In the petrochemical industry, where pipeline contents are typically flammable and under high pressure, damaged flanges can also be the source of catastrophic fires and explosions.

In some cases, corrosion at the flange can cause metal fragments and corrosion products to travel downstream, compromising the quality of the transported product. Additionally, dislodged metal fragments can become stuck in other areas of the pipeline, promoting further galvanic corrosion and pitting. This downstream pitting corrosion can cause more leaks and compromise the overall structural integrity of the piping system as a whole.

Flange Corrosion Prevention and Repair Methods

Pipeline flanges present a unique challenge because prevention solutions must be able to resist corrosion while facilitating fasteners for maintenance and disassembly.

Gaskets are one of the most common and trusted methods for preventing the formation of corrosion at the pipe flanges. A well designed and properly installed gasket seals the connection between two adjoining pipe flanges, thus preventing pipe fluids from accumulating in gaps and preventing crevice corrosion.

Gaskets also serve to electronically isolate the connection between flanges. This isolation restricts direct contact between dissimilar pipe materials, preventing the formation of galvanic corrosion.

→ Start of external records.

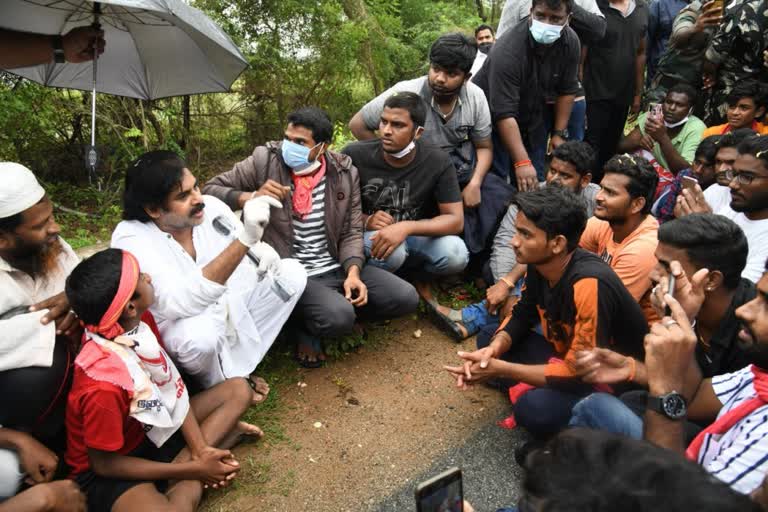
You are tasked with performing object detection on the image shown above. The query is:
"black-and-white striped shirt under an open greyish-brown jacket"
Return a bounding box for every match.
[293,176,341,276]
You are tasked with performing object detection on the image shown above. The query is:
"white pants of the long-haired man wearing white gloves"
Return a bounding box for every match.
[158,259,307,388]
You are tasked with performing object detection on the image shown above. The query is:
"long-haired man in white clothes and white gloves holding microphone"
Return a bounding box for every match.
[112,151,307,399]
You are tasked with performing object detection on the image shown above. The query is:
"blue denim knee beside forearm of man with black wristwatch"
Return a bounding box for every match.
[568,393,643,439]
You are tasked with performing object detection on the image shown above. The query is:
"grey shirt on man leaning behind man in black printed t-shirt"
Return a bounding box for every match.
[360,75,491,182]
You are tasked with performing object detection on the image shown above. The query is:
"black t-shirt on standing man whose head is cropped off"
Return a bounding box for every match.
[584,0,648,105]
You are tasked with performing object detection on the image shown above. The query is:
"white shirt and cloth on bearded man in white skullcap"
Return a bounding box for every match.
[0,238,79,371]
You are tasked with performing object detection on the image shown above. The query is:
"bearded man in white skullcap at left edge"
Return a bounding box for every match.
[0,162,79,498]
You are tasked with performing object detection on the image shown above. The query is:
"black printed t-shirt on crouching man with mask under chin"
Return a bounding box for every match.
[341,139,461,222]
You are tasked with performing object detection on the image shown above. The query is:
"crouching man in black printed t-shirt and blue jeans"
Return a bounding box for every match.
[342,92,469,286]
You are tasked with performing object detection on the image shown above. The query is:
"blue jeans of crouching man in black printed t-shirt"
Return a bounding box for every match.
[364,231,469,275]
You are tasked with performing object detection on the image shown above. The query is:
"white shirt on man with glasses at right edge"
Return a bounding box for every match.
[704,184,768,283]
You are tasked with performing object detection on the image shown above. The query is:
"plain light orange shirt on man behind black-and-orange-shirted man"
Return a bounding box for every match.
[579,215,659,325]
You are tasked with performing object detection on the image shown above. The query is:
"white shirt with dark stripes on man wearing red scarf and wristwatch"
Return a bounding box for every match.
[698,366,768,494]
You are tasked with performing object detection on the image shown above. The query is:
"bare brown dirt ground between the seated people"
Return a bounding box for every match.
[203,317,506,512]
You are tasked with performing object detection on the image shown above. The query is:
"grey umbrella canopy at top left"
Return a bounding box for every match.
[0,0,247,100]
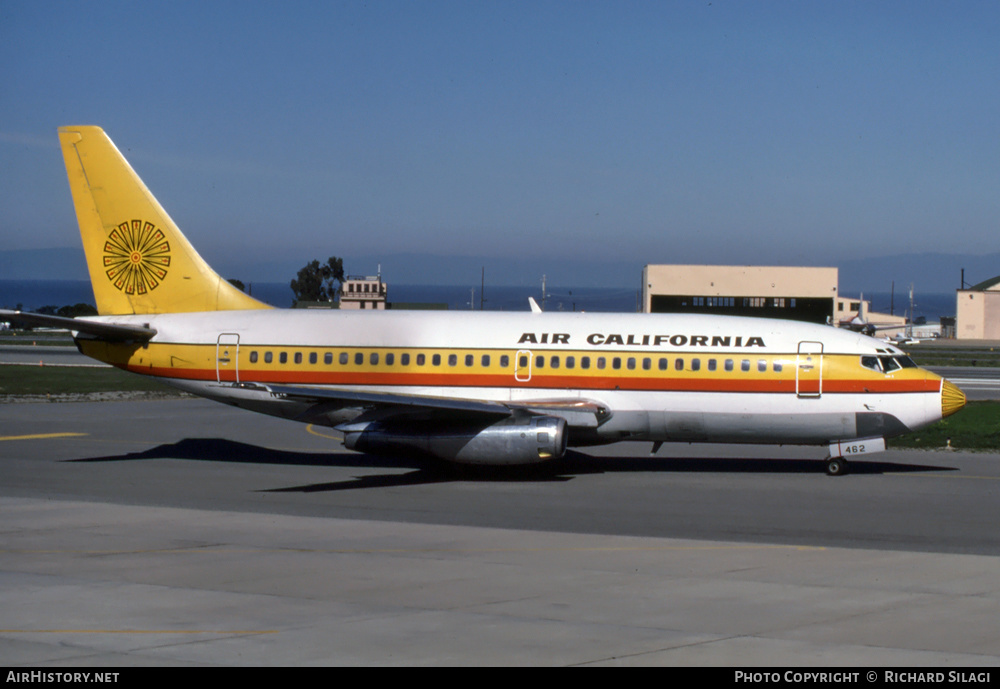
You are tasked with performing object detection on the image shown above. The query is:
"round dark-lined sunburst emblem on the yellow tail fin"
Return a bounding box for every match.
[104,220,170,295]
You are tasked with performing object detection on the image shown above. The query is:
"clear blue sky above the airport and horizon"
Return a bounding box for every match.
[0,0,1000,282]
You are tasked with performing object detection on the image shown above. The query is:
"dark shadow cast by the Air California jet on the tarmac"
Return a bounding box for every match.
[66,438,957,493]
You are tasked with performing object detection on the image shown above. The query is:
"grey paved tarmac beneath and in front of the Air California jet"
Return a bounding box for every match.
[0,399,1000,667]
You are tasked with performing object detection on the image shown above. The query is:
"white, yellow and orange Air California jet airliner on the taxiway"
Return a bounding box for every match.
[0,126,965,475]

However, one of the most significant benefits of flange isolation is its ability to improve the efficiency of impressed current cathodic protection systems (ICCP). In large piping networks, it is not practical or feasible to protect pipes using passive cathodic protection (CP) methods. In this case, ICCP systems are preferred.

In this corrosion protection system, an external power source delivers an electric current to drive the electrochemical process. When protecting vast pipelines, isolation "breaks up" the electrical connectivity between adjoining pipes, separating them into smaller, more manageable sections.

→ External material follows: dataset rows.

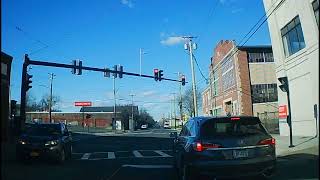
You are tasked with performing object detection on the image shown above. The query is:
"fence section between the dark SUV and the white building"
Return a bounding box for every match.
[257,112,279,134]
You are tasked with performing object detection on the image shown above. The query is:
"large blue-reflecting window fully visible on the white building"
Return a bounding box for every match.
[281,16,306,57]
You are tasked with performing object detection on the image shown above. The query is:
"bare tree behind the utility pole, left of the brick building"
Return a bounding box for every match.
[182,86,201,116]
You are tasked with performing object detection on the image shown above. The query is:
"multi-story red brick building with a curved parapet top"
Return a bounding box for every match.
[202,40,278,124]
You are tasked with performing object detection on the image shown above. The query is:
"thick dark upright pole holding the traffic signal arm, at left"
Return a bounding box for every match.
[16,54,29,133]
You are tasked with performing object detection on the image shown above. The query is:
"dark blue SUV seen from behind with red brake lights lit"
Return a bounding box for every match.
[174,116,276,179]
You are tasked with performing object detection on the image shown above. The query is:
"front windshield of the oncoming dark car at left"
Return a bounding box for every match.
[25,124,61,136]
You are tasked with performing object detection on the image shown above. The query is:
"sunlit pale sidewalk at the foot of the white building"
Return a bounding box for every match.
[272,134,319,157]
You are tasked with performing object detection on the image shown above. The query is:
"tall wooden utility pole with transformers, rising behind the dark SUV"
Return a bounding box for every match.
[182,36,198,116]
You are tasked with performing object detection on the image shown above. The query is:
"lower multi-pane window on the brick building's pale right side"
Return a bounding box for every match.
[251,84,278,103]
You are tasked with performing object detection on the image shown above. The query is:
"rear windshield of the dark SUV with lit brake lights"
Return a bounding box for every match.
[200,118,267,137]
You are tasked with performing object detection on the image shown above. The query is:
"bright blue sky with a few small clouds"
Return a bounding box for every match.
[1,0,270,120]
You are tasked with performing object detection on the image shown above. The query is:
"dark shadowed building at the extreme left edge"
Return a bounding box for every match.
[0,52,13,141]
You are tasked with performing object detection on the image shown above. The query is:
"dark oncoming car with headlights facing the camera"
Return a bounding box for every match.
[16,123,72,163]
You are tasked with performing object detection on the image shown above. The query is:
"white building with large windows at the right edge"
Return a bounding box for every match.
[263,0,319,136]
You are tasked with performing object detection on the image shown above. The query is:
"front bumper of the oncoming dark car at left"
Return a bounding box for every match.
[17,145,61,160]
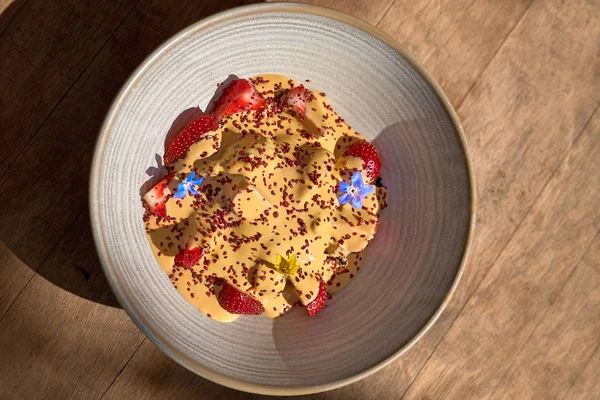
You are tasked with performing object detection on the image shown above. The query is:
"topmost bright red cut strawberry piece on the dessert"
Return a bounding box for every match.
[214,79,265,118]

This serves to optimize the current output from the ICCP's rectifier and improve the overall efficiency of the corrosion protection system.

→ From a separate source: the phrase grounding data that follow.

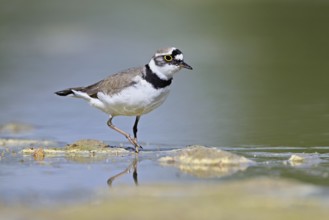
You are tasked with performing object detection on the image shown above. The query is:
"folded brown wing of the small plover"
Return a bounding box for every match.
[78,67,143,98]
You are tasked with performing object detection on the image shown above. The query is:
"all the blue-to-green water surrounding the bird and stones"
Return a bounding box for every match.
[0,0,329,212]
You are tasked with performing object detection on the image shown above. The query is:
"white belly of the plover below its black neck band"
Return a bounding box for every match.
[89,80,169,116]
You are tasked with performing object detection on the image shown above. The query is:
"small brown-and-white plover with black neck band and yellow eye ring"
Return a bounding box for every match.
[55,47,193,153]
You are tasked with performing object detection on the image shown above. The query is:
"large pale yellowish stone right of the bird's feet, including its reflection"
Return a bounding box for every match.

In the event that the flange is damaged such that the interface between the gasket and the flange can no longer provide an adequate seal, then replacement or repair of the pipe flange is required to prevent the onset of corrosion.

Figure 1. Typical gasket/flange isolation solution.

Figure 2. Typical gasket/flange isolation solution.

Final Thoughts

Pipeline flange corrosion can lead to a multitude of issues ranging from product loss or contamination to potentially catastrophic explosions. If left undetected and unmanaged, flange corrosion can affect the piping network as a whole.

There are several methods that can help minimize the rate and occurrence of this type of corrosion, the most popular of which is gasketing/isolation kits.

These devices ensure that flanges remain free of corrosion-causing fluids while keeping them separated from direct contact with adjoining metal flanges.